Comme une version autoréférentielle automatisée de l’Erased de Kooning Drawing (1953) de Robert Rauschenberg, les oeuvres de Comment puis-je te dire… invoquent la destruction comme un geste créatif essentiel. Mais alors que Rauschenberg a effacé lui-même l’oeuvre de de Kooning, Frize laisse la peinture effacer ses propres traits. La proverbiale « touche de l’artiste » a été remplacée par des formes amorphes inattendues, qui s’inscrivent simultanément comme des taches ou des souillures, mais aussi comme des évocations de l’activité cosmique.

"The subject of my work is not to create processes and rules – they are just ways of doing my work or fueling my desire to work. Painting is a way of exploring ideas and embodying them, so that they can be seen and shared."

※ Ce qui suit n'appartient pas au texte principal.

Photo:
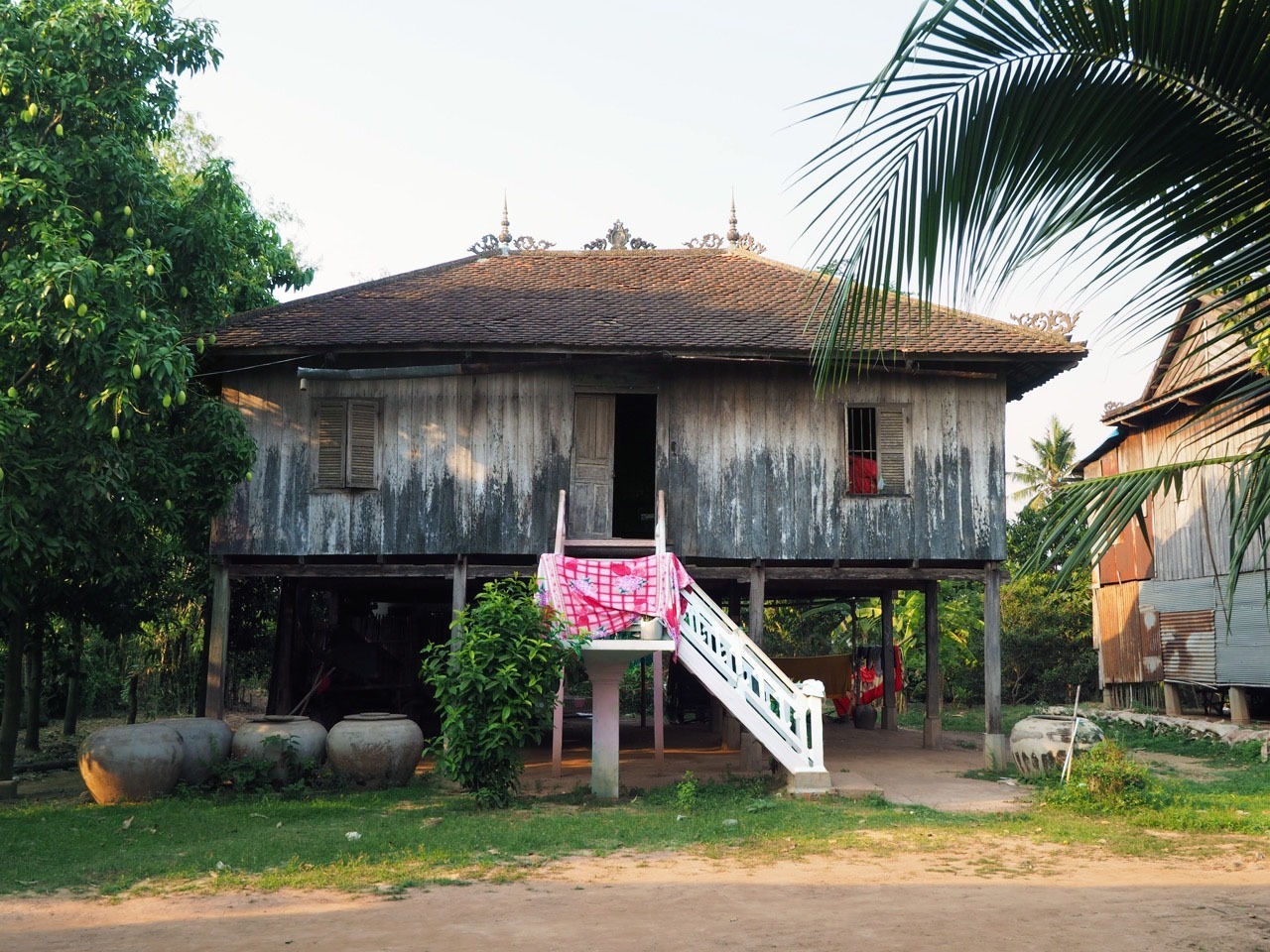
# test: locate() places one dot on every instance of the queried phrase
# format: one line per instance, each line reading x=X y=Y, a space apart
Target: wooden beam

— Bernard Frize for Forbes, 2019

Dans Lonea, par exemple, un tourbillon sombre de couleurs mélangées s’est formée au centre de la composition sur un fond multicolore strié. Donnant l’impression d’une force centrifuge, cette forme centrale semble attirer de glorieuses houles de peinture provenant du haut et du bas de la toile, comme un trou noir. Isit, quant à elle, suggère les conséquences immédiates d’une supernova. Ici, le coup de pinceau de l’artiste est à peine visible, ayant été presque entièrement remplacé par des tourbillons marbrés de couleurs pâles sur les bords de la composition. Au centre, un nuage gris et brumeux porte des crépitements électriques de couleur jaune pâle. En plus de fournir une référence visuelle poétique, la comparaison des dernières peintures de Frize aux implosions et explosions célestes se rapporte au processus même par lequel ces oeuvres sont nées. Incarnant une intersection précaire entre création et destruction, Comment puis-je te dire… confirme un lien inextricable entre deux forces ostensiblement opposées.


Bernard FRIZE

Né en 1949 à Saint-Mandé, France
Habite et travaille entre Paris, France et Berlin, Allemagne

Bernard Frize explore depuis plus de quarante ans les enjeux qui sous-tendent la fabrication d’un tableau. Dans le cadre de travaux en séries, il a mis au point différents protocoles afin de saper son propre rôle créatif et d’affranchir ainsi ses compositions de toute dimension d’expression personnelle. Pour Frize, la peinture, la résine, le pinceau et la toile ne sont pas des matériaux à maîtriser, mais des collègues avec lesquels il établit une relation de travail. Si les termes de ce partenariat sont susceptibles de varier d’une série à l’autre, une constante traverse cependant toutes les œuvres : le support lui-même est aussi important que la main de l’artiste pour faire émerger l’image et l’émotion d’un tableau. Subtils dans certaines œuvres et plus manifestes dans d’autres, les gouttes, flaques, tourbillons et amas de peinture que l’on retrouve dans toutes les compositions abstraites, immenses et colorées, de Bernard Frize, témoignent de son rapport anti-auctorial à la peinture. Préférant poser des questions plutôt que d’y répondre, l’artiste invite le public à considérer l’incidence des procédés et des matériaux (l’acte de peindre) sur la forme et le contenu (le résultat de cet acte).